Once More Into the Breach: 2nd Tracks Supports Engineers, Tanks

Once More Into the Breach: 2nd Tracks Supports Engineers, Tanks

Assault amphibious vehicles with 2nd Assault Amphibian Battalion, 2nd Marine Division, move toward the unit's objective during an obstacle-breaching exercise on Marine Corps Base Camp Lejeune, N.C., May 20, 2015. The exercise built camaraderie within the battalion and cooperation between 2nd AA Bn. and other units participating in the training. Photo by Cpl. Sullivan Laramie.

CAMP LEJEUNE, North Carolina (May 29, 2015) – The sound of grinding treads and rumbling engines roll across the open field. The Marines have arrived. Once in position combat engineers file out the rear of the vehicles while heavy breaching vehicles plow through barriers in the path to their objective.         

Marines with 2nd Assault Amphibian Battalion, 2nd Marine Division supported 2nd Combat Engineer Battalion and 2nd Tank Battalion during an obstacle-breaching exercise on Marine Corps Base Camp Lejeune, North Carolina, May 18-21, 2015.        

"It builds camaraderie and it helps other units know what we can and can't do," said Cpl Joshua Law, an assault amphibious vehicle crew chief with 2nd AA Bn. "What some units can't do, we can do with ease. We were supporting them and it was fun, lots of fun."          
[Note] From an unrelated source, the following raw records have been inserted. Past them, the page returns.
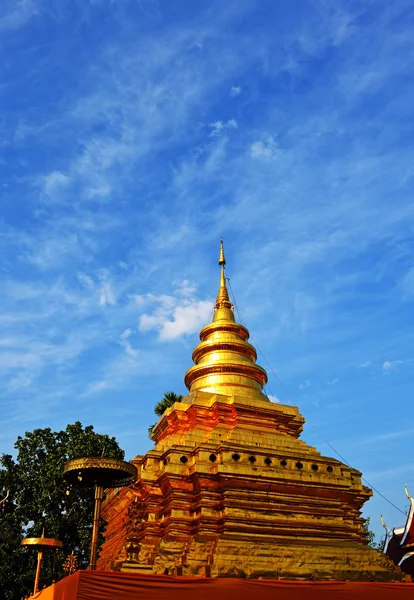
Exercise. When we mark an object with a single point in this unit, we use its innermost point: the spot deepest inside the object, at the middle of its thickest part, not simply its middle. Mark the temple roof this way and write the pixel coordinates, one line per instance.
(225, 363)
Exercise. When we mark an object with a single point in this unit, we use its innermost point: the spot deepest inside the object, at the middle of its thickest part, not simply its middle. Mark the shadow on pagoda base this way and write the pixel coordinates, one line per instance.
(256, 560)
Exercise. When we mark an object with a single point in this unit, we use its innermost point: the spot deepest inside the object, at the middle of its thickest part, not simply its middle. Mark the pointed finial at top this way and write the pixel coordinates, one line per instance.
(223, 301)
(222, 259)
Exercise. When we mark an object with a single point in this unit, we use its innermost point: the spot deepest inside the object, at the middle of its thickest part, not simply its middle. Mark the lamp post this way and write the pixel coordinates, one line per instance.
(100, 473)
(40, 544)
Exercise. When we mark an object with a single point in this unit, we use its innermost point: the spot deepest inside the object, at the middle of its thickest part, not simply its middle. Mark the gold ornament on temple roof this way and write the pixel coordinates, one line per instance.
(40, 544)
(225, 363)
(5, 498)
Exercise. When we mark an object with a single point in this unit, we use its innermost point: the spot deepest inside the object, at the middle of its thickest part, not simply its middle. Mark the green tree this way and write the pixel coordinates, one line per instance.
(38, 497)
(167, 400)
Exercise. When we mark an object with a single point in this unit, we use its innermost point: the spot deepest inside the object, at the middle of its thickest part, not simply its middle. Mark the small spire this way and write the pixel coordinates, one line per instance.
(223, 300)
(222, 259)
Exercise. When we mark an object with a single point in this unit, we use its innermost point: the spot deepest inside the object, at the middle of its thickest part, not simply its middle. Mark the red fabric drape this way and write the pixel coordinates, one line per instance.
(104, 585)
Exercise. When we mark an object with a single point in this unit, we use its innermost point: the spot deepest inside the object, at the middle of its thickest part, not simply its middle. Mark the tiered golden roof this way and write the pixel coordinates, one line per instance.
(225, 363)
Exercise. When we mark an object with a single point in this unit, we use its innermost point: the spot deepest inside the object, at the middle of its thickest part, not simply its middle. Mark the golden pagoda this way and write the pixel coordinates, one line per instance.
(229, 488)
The mission of 2nd AA Bn. is to land the ground forces and their equipment during amphibious operations, and to conduct mechanized operations and related combat support missions. The battalion provided transportation for combat engineers and additional firepower for security during obstacle-clearing operations conducted by engineers and tanks.

The battalion regularly attaches companies to other units on deployments, and obstacle breaching is just one type of operation they may encounter overseas. Training exercises such as this serve to strengthen the battalion and II Marine Expeditionary Force.

A combined attack of AAVs and engineers moving on foot took a force of Marines, who portrayed enemy combatants, by surprise before they could complete their defenses. The attack served as an experience for the Marines to draw on in order to improve their abilities for future operations. Real-world scenarios like this allow Marines to apply training in various situations more effectively.        

"There are obstacles that the enemy puts out at any given time, and we've got to overcome that and not be put into choke points where we could get ambushed and become ineffective," said. Cpl Charles Baker, an assault amphibious vehicle crewman and a native of Wichita, Kansas. "It shows what each section is capable of when everybody gets together, and it gives everybody more appreciation for the different sections."          

Maintaining the readiness of amphibious units, even during non-amphibious operations, is vital to the expeditionary nature of the Marine Corps, as shown by the battalion's participation in land combat operations in Iraq and Afghanistan.          

"It's really important to know [which] vehicles are able to accomplish what and to be able to overcome obstacles," Baker said. "It kind of gives everybody more knowledge and more experience when it comes to doing the basics. We're just training like we fight."